The Federal Reserve just pulled back the curtain on what happened inside the June 16-17 FOMC meeting. The Committee voted unanimously to keep the federal funds rate parked at 3.5% to 3.75%, but behind that 12-0 consensus, a real argument was brewing about what comes next.
The minutes, published on July 8, show that a faction of participants pushed for immediate rate hikes. They didn’t get their way this time.
The inflation problem that won’t quit
The 12-month Personal Consumption Expenditures rate, the Fed’s preferred inflation gauge, clocked in at 3.8% in April. That’s nearly double the 2% target. Projections suggest the May reading could jump to 4.1%. The culprits are external: energy price shocks tied to geopolitical tensions and surging demand from the artificial intelligence buildout.
The labor market, meanwhile, isn’t giving the Fed much cover to act dovish. Unemployment held steady at 4.3%, and GDP growth remained solid, particularly in AI and productivity-adjacent sectors.
Most participants projected scenarios where inflation might eventually drift back toward 2% on its own. A few members clearly weren’t buying that optimistic read and wanted to tighten now rather than risk falling further behind the curve.
The rate has been unchanged since December 2025, making this a prolonged hold.
Kevin Warsh’s first act: hold the line
This meeting marked the first policy decision under newly appointed Chair Kevin Warsh. Warsh chose consensus over action, delivering a unanimous hold.

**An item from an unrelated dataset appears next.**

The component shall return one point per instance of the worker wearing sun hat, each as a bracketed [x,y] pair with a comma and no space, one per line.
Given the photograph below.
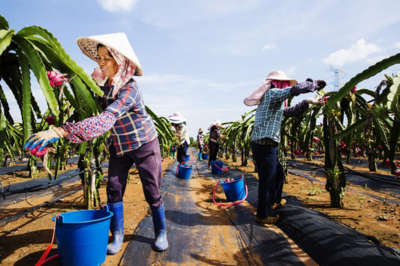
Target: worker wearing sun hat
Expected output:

The “upside risks to price stability” language that appeared throughout the minutes is Fed-speak for “we’re more worried about inflation accelerating than slowing.”
What this means for crypto investors
Bitcoin traded in a range between $64,150 and $65,600 following the release of the minutes. Ether took a harder hit, declining approximately 3.6%.
The internal split revealed in these minutes is arguably more important than the rate decision itself. A unanimous hold where several members wanted to hike tells the market “we’re one bad inflation print away from tightening.”
The May PCE reading, expected to show a jump to 4.1%, becomes the next critical data point. If it confirms what the Fed fears, the hawks inside the committee will have ammunition to push for action at the July or September meeting.